Por isso, respondendo diretamente à pergunta "pessoa física que aluga vai pagar IBS?": há previsão de que a locação seja alcançada, mas as condições que definem se um locador pessoa física se torna contribuinte estão entre os pontos a regulamentar. Enquanto não houver detalhamento oficial fechado, o mais prudente é acompanhar a fonte e não presumir uma resposta definitiva.
Como locação é uma atividade de prestação contínua, vale também entender o tratamento geral de serviços no novo sistema, em IBS na prestação de serviços.
Crédito para quem aluga ou compra
Uma novidade positiva do modelo é o crédito. Dentro das regras do regime específico, o adquirente de uma operação imobiliária pode se creditar do imposto, seguindo a lógica da não cumulatividade, em que o imposto pago em uma etapa vira crédito na seguinte.
Na prática, isso pode importar, por exemplo, para uma empresa que aluga um imóvel para usar na sua atividade: dentro das regras do regime, esse gasto pode gerar crédito, algo que não existia da mesma forma no sistema atual. Os detalhes de como o crédito é apropriado e a condição de que o imposto tenha sido efetivamente pago estão em como funciona o crédito de IBS. Vale reforçar: o percentual e a extensão do crédito no setor imobiliário dependem da regulamentação.

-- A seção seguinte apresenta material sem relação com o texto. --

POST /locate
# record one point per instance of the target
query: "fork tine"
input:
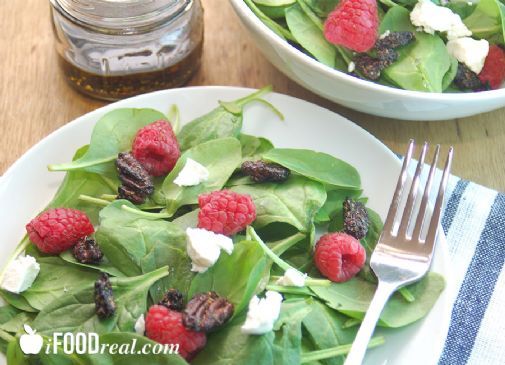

O que ainda depende de regulamentação
Este é um dos temas em que a lei traçou a moldura, mas o preenchimento fino ficou para normas posteriores. Vale acompanhar, em especial:
- Os percentuais dos redutores de base e a forma de apuração do valor de referência imobiliário;
- Quem se torna contribuinte na locação e os eventuais limiares que definem isso;
- As regras de crédito aplicáveis ao setor imobiliário, cuja extensão foi apontada como dependente de regulamentação infralegal.
Enquanto esses pontos não estão fechados, o mais seguro é planejar com cenários e confirmar cada número na fonte oficial antes de decidir. Tratar uma estimativa como se fosse regra consolidada é o principal risco neste setor.
Vale para o IBS e para a CBS
Como IBS e CBS têm a mesma base e os mesmos fatos geradores, o regime específico de imóveis se aplica aos dois tributos de forma espelhada. O lado federal desse mesmo tratamento é abordado em CBS sobre aluguel e imóveis. Lembrando sempre que os créditos de cada um são controlados separadamente, sem compensação cruzada.
Resumo
- Imóveis (incorporação, compra e venda e locação) têm regime específico na LC 214/2025.
- O regime usa redutores de base e um valor de referência imobiliário, mas os percentuais dependem de regulamentação.
- A locação passa a ser alcançada; quem é contribuinte e eventuais limiares ainda serão detalhados. ⚠️
- O adquirente pode se creditar conforme as regras do regime; o mesmo tratamento vale para IBS e CBS, em contas separadas.
Perguntas frequentes
O aluguel vai pagar IBS?+
A locação de imóveis passa a ser alcançada pelo novo sistema, dentro de um regime específico com regras próprias. Porém, vários detalhes, inclusive quem é atingido e em que condições, ainda dependem de regulamentação e devem ser confirmados na fonte oficial.
A venda de imóvel paga IBS?+
As operações de compra e venda e a incorporação imobiliária estão no regime específico de imóveis da LC 214/2025, com redutores de base e um valor de referência imobiliário. É um tratamento próprio, diferente da regra geral.
Existe redução para imóveis?+
Sim, o regime específico prevê redutores de base de cálculo e um valor de referência imobiliário. Os percentuais e a forma exata de cálculo, no entanto, dependem da regulamentação, evite trabalhar com números não confirmados.
Pessoa física que aluga imóvel paga IBS?+
Esse é um dos pontos que dependem de regulamentação. A regra prevê situações e limiares para definir quem se torna contribuinte na locação; enquanto não há detalhamento oficial fechado, o ideal é acompanhar a fonte antes de concluir qualquer coisa.